There are many initiatives for digital transformation in the region, especially in Egypt, KSA, and the UAE, how do you think these efforts are reshaping the region’s markets?
I believe the discussion, initiative and focus are important in awareness building and education. We are at the start of the journey. Execution will require much expertise, focus and investment.
It is important to realize digitization takes several forms: in existing businesses, it can be in systems and back-end tools such as supply chain management/data-driven production level management. It could be in consumer-facing aspects such as loyalty programs, data-driven customization or connectivity enabled maintenance services. It may also be via investments in related, but tech-enabled products/services, either directly or through a corporate VC program (e.g. a brick and mortar retailer going online or Nestle’s $950 million acquisition of Freshly).
All this requires access to available technologies, being aware of what operations/consumers would benefit from, and how to select/invest.
At the government level, digitising spans many areas from car registration and license renewal to applying for corporate licenses and paying taxes. This is important from a convenience/speed perspective and should eventually support a long-term reduction in governments’ payroll bills.
Both private and public sectors need to invest in infrastructure for effective digitization, by channelling capital to data centres, connectivity, and operating systems.
Finally, digitising via investment directly into the tech sector, and building an entrepreneurial ecosystem, should lead to further local innovation and start-up growth.
Digitization within corporates, and investment in digital infrastructure, offer a compelling and probably one of the largest investment and return opportunities.
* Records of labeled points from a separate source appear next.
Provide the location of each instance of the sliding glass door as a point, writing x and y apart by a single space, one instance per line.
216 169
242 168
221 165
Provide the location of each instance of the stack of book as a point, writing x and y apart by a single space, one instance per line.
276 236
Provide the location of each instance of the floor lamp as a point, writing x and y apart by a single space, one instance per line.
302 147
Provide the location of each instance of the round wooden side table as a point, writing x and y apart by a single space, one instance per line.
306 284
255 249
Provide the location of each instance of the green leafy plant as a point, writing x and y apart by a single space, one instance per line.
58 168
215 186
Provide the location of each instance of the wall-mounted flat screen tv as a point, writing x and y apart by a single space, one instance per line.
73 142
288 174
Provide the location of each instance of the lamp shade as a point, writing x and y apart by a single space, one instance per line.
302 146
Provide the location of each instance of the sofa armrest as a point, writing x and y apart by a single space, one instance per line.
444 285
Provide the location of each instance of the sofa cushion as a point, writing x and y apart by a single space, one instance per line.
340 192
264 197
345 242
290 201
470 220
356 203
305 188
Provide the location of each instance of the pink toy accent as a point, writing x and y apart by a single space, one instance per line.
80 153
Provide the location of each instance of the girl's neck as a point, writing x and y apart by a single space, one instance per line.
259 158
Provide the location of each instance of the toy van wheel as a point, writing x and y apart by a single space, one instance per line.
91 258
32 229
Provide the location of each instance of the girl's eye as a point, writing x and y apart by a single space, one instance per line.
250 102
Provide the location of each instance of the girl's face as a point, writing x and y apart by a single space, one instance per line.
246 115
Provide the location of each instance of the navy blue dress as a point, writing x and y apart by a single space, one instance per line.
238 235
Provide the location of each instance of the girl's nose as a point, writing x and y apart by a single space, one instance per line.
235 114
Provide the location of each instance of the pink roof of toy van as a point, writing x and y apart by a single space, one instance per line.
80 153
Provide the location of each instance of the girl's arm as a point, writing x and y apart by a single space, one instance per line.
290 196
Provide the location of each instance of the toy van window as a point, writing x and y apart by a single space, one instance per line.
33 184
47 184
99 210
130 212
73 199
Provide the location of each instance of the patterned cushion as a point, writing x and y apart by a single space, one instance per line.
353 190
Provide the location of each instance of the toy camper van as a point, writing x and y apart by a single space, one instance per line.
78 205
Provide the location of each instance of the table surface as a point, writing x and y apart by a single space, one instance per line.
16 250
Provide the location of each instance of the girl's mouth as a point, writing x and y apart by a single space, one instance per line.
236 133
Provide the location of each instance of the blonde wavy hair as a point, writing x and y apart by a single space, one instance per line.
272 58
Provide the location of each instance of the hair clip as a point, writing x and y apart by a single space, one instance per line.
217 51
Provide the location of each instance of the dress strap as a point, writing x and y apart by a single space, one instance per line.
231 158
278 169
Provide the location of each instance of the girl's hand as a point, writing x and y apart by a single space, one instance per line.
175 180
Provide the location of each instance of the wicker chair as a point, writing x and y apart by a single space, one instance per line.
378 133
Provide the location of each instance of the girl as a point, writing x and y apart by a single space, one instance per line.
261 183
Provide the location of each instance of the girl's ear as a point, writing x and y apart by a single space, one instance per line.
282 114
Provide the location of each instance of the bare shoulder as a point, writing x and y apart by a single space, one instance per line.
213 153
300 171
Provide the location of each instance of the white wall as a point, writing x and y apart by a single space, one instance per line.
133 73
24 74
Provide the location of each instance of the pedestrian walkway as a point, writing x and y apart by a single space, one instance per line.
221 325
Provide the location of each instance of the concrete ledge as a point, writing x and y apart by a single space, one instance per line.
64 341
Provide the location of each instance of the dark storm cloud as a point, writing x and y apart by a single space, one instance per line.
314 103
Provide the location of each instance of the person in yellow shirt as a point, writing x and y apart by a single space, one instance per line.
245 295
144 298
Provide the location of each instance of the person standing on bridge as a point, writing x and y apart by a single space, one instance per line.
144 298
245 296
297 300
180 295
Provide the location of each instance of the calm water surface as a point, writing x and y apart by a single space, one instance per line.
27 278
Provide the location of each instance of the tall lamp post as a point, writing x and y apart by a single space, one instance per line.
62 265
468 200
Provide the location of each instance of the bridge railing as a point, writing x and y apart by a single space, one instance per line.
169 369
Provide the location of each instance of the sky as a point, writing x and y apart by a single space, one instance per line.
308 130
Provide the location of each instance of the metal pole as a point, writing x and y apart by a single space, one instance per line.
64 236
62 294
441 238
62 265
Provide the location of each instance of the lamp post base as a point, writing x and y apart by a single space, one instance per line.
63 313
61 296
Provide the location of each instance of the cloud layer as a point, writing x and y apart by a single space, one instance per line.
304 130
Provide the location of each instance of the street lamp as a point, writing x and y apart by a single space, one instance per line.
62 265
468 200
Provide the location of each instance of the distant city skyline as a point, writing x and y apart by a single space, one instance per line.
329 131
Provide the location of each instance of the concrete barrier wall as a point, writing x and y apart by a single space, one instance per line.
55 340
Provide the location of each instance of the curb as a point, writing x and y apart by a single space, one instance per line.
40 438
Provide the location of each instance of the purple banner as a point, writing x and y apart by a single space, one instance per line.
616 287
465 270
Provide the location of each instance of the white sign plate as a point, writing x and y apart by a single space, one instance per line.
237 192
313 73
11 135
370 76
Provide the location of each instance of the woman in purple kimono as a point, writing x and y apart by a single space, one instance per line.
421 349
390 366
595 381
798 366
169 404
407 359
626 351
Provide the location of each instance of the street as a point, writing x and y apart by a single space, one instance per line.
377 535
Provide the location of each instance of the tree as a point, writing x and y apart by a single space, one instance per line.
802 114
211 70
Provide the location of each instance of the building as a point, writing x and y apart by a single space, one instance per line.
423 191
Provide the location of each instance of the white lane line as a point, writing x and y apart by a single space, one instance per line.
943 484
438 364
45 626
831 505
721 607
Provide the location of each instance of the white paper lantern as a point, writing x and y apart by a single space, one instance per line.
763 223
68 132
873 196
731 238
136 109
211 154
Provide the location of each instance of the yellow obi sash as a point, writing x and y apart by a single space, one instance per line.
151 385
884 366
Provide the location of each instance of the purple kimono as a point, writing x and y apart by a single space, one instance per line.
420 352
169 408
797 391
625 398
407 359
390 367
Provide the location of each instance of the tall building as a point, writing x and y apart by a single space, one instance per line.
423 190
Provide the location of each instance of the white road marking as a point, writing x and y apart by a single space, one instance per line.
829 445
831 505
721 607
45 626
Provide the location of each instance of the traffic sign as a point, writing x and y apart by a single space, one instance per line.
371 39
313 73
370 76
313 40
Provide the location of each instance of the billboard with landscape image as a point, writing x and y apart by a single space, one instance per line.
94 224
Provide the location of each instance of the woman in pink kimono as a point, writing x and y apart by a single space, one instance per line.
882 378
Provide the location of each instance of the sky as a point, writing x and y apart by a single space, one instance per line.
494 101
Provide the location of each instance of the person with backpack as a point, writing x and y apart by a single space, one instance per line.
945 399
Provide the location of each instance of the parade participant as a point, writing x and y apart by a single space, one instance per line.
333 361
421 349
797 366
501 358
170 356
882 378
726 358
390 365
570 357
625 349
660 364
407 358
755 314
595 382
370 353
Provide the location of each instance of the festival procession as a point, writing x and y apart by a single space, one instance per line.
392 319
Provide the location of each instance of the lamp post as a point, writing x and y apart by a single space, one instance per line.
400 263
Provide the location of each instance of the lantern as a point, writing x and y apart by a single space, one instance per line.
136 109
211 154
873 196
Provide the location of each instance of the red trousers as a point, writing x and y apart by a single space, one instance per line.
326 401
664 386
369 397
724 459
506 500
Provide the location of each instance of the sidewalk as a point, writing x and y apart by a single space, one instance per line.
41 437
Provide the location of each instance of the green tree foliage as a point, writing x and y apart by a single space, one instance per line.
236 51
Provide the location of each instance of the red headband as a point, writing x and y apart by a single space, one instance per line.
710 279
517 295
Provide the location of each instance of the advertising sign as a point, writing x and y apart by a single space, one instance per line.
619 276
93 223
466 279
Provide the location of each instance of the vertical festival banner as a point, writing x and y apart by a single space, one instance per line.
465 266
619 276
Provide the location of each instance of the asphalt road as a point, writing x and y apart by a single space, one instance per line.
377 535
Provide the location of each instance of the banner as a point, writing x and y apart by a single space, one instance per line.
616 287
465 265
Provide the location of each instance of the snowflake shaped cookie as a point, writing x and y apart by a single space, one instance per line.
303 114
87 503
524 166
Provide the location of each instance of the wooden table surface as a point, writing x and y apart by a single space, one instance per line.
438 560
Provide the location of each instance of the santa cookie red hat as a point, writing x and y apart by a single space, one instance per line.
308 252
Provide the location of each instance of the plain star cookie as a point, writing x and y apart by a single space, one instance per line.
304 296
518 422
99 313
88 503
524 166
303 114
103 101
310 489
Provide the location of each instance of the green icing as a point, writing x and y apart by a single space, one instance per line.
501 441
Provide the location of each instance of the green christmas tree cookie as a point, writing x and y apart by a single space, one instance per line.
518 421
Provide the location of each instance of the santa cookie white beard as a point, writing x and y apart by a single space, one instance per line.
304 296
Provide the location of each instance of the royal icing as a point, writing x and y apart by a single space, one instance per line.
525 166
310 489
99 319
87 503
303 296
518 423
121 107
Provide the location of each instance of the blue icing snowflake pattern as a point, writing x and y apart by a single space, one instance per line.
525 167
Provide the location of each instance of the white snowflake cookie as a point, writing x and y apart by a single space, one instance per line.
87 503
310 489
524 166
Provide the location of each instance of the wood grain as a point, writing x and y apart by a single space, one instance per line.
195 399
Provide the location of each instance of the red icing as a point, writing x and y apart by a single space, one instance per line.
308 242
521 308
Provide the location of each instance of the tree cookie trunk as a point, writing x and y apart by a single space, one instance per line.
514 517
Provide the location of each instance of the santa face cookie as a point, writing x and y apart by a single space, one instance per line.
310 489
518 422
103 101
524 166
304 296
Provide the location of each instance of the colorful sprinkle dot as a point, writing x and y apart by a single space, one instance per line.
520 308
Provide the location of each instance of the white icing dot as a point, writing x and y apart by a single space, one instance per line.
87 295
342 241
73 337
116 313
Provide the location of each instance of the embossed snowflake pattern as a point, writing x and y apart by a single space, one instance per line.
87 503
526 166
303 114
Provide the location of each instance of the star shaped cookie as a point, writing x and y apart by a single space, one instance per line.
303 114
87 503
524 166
How could digitisation help the region’s SMEs and small investors, as well as big corporates?
Smaller companies and investors can use tools and collaborations to reduce operational costs, accelerate speed to market, and even leapfrog using existing technologies in certain areas.
The new economy offers shared services. I can now hire fractions of capacity instead of making larger capital investments or fractions of an accountants time instead of paying a full salary.
SaaS and shared services reduce the cost of digitization for companies. Centres servicing multiple companies can advise clients on how to professionalise HR/Finance functions and automate with the latest technology.
The pandemic accelerated the digital drive at the SME level, via increased digital payments and online presences. Electronic commerce can provide a lower CAPEX expansion route for smaller businesses: presence can be increased and hence a faster speed to market with lower marginal costs - provided you have invested in the platform.
Digital marketing and communication tools can support smaller companies in ways not available in the past. Previously, you could either afford a television ad or not. Now, you can engage in promotion with a lower absolute cash amount available to you.